Abstract: The security community traditionally regards security as a ``hard'' property that can be modelled and formally proven under certain simplifying assumptions. Traditional security technologies assume that computer users are either malicious, e.g. hackers or spies, or benevolent, competent and well informed about the security policies. Over the past two decades, however, computing has proliferated into all aspects of modern society and the spread of malicious software (malware) like worms, viruses and botnets have become an increasing threat. This development indicates a failure in some of the fundamental assumptions that underpin existing computer security technologies and that a new view of computer security is long overdue. This talk examines traditional models, policies and mechanisms of computer security in order to identify areas where the fundamental assumptions may fail. In particular, we identify areas where the ``hard'' security properties are based on trust in the different agents in the system and certain external agents who enforce the legislative and contractual frameworks. Trust and Trust Management are generally considered ``soft'' security properties, so building a ``hard'' security mechanism on trust will at most give a spongy result, unless the underlying trust assumptions are made first class citizens of the security model. In most of the work in computer security, trust assumptions are implicit and they will surely fail when the environment of the systems change, e.g. when systems are used on a global scale on the Internet.
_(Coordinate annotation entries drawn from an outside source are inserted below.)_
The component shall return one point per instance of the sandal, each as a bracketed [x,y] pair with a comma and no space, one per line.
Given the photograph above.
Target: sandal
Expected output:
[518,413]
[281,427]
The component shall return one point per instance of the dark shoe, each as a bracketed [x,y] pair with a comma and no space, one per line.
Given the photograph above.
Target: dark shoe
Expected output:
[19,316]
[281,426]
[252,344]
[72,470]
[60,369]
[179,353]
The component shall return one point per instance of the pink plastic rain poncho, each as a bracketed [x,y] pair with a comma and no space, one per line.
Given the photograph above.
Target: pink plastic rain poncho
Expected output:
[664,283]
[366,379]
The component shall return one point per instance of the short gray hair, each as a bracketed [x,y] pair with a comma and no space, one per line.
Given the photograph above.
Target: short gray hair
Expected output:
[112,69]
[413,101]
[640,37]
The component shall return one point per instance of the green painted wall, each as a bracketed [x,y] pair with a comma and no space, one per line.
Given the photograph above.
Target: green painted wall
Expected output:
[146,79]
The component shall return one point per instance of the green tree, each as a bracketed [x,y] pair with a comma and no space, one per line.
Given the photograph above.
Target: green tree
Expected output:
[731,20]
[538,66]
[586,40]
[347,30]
We argue that making such assumptions about trust explicit is an essential requirement for the future of system security and argue why the formalisation of computational trust is necessary when we wish to reason about system security.

Abstract: Computer Security has traditionally presumed the physical security of key components, i.e. that these components are protected from tampering and that they can only be accessed through well-known channels using pre-defined protocols (whether these protocols are also secure or simply well-defined is a separate issue). We traditionally solve this requirement by locking up servers, gateways and routers in server rooms and provide individual offices for access to sensitive material to reduce the risks of shoulder surfing. With the emergence of laptops, tablets and smart phones, we have come to expect ubiquitous access to corporate resources, which breaks down the standard barriers of physical security. This is exacerbated by the increasing reliance on open plan offices which effectively reduces the confidentiality of that anything displayed on a monitor, either in the office or from any of the many locations from where we work. This talk examines the application of smart technologies to achieve situational awareness, through the use of sensors, and enforce the security policies defined for the computer system in a physical environment. This allows the security model to incorporate information about the physical environment and to explicitly define and enforce physical access control policies for logical objects that have physical representations, e.g. confidential information displayed on a monitor. An example of a context aware access control model, called Sensor Enhanced Access Control, is presented along with new mechanisms, such as persistent authentication and device comfort, to support situational awareness in a physical environment.